The CC accepted neither his resignation, nor Lenin’s demand for Kamenev and Zinoviev’s expulsion. Kamenev’s earlier resignation from the CC also seems, at some point, to have gone by the wayside.

‘Our whole position’, said Stalin, with uncharacteristic perspicacity, ‘is contradictory.’ The Bolsheviks were divided even in their agreements.



On the 19th, the MRC encountered a severe setback. The units at the Peter and Paul Fortress passed a resolution opposing coming out. These were soldiers who would be crucial in any uprising.

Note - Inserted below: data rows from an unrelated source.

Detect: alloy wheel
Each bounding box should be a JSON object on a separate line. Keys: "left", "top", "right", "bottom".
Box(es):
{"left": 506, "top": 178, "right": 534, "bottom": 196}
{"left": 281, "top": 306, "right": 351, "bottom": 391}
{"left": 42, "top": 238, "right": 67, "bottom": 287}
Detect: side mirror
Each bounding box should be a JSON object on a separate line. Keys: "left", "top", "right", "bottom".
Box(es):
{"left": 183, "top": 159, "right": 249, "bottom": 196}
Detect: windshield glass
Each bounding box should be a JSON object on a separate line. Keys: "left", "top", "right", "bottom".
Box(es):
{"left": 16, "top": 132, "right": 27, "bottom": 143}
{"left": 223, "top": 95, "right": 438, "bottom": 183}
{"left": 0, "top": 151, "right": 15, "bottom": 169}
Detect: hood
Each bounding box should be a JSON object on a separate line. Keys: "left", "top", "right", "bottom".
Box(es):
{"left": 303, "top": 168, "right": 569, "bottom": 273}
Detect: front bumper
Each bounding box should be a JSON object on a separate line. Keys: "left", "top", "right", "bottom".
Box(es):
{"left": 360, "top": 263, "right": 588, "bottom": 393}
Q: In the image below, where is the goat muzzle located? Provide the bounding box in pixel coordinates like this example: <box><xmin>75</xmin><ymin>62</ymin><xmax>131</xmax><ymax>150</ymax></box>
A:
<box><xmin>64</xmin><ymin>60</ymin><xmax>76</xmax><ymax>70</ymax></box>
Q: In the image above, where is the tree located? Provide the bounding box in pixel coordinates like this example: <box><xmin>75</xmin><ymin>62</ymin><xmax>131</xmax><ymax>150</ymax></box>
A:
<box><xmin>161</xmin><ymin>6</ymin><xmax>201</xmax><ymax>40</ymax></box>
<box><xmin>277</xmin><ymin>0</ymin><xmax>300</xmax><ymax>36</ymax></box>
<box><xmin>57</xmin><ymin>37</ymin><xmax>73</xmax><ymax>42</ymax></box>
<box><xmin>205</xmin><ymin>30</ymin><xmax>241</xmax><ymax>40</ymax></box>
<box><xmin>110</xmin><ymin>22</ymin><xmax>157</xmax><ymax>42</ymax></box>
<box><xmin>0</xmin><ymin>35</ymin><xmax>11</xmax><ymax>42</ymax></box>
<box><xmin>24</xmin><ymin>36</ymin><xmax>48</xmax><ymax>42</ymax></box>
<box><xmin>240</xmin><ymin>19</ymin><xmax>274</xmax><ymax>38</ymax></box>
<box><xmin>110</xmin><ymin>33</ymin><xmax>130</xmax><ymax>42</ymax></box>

Milrevcom tried to regroup. On its first mobilising meeting, on Friday 20 October, it focused attention on the defence of the Soviet from potential attack. The coming Sunday was to be ‘Petrograd Soviet Day’, and the socialists had plans for various celebratory concerts and meetings. But that day was also the 105th anniversary of the liberation of Moscow from Napoleon, and the Soviet of the Union of Cossack Military Forces had scheduled its own religious procession. The left feared that the hard right might use this march to instigate a clash. Milrevcom sent representatives to city combat units to warn of such provocations, and scheduled a session of the Garrison Conference for the following morning.